Pak Salim mengambil dua kursi plastik yang digantung bertumpuk satu sama lain dari grobak nasi gorengnya, satu digunakannya sendiri, satunya lagi dipersilahkan untuk kugunakan.

"Emang Kang, cinta mah, nggak bisa ditebak!" kata Pak Salim membuka obrolan dengan sedikit campuran logat sunda.

"Yah, betul Pak," Aku mengamini, "gue aja nggak nyangka bisa jatuh cinta lagi, padahal baru putus sekitar 10 menitan"

"Hah?"

"Iya, gue ketemu pengganti Mira, langsung!" entah kena sihir apa, aku merasa perlu menceritakan tentang Ratih kepada semua orang.

"Tapi teh Mira pan geulis pisan, Kang?" Pak Salim heran "baik, pinter, wah...kok bisa?" lanjutnya sambil ternganga.

"Soalnya gantinya lebih lagi, Pak"

"Cantik?"

Aku mengangguk mengamini.

"Baik?"

"Nggak tahu, tapi alim, salatnya rajin" Aku membanggakan sedikit kelebihan Ratih, padahal besar kemungkinan Aku salah.
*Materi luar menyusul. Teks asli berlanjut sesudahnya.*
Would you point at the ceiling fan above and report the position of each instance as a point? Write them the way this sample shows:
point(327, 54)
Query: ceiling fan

Kan baru melihat dia di masjid satu kali.

"Ai bukannya teh Mira kitu hungkul?" artinya, bukannya si mira begitu juga?

Aku menyanggah tanpa bermaksud menjatuhkan Mira, "Mira salat kalau lagi pengen dan sempet doang, Pak. Lha dia mah, wanita modern"
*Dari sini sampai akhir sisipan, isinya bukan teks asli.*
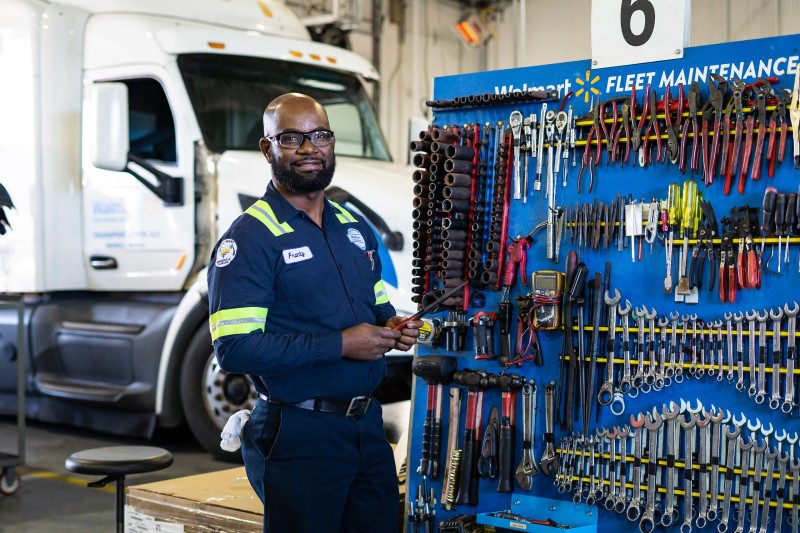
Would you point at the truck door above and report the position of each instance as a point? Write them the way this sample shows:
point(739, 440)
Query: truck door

"Ah, istri saya juga wanita modern, salatnya rajin!" nah, ternyata dia masih inget istri.

Kemudian aku mulai berpikir, jangan-jangan sebetulnya kelebihan Ratih adalah memang tempat pertemuan kami, yang Tuhan gariskan tepat di rumahNya. tepatnya di teras rumahNya.
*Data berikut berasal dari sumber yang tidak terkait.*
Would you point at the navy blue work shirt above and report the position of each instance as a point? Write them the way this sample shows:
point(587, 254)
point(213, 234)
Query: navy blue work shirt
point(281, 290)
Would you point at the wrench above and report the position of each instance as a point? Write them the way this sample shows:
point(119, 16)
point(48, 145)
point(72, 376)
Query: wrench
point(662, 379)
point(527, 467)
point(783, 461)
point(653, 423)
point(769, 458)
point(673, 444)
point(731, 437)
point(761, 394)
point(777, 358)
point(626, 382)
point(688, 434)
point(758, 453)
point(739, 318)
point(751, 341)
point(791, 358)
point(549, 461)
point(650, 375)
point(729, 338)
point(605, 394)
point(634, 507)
"Untung, Pak, istrinya rajin salat"

"Iya atuh Kang, beruntung, istri saya juga beruntung, jadi banyak pahala nikah sama saya!"

"Eh, kenapa?"

"Iya atuh, kan dia mah kudu sabar-sabar, nikah sama lalaki macam saya, hahahaha" Pak Salim tertawa terbahak-bahak, Mungkin mensyukuri nikmat memiliki istri yang baik. Obrolan berlanjut cukup panjang dan semakin tanpa arah, dari soal asmara dan perjuangan Pak Salim mencari mahar, sampai resep nasi goreng yang ternyata turun-temurun diwariskan oleh Neneknya Pak Salim.

"Moal ngobrol wae atuh, dimakan, Kang!" celetuknya melihat nasi goreng yang belum tersentuh sedikitpun.

Ternyata dari tadi belum aku menyuap sedikitpun nasi goreng yang diberikan secara gratis oleh Bapak-bapak baik yang kadang, hanya kadang, menyebalkan ini.

"Makan, Pak Salim!" Aku berbasa-basi, toh dia nggak akan ikut makan dagangannya sendiri.

Dia menangguk, menurutku dia sedang merasa bahagia karena berhasil berbuat kebaikan, memberi makan pemuda putus cinta yang sedang jatuh cinta lagi.

Dan Aku menikmati nasi goreng sambil berdoa dalam hati : 'Tuhan, jangan jadikan takdir pertemuan dengan sia-sia, buatkan untuk kami takdir lain, yang berakhir pada keridhaanmu menjadikan kami sepasang' dan sepertinya, itu doa paling tulus yang pernah kupanjatkan beberapa tahun terakhir.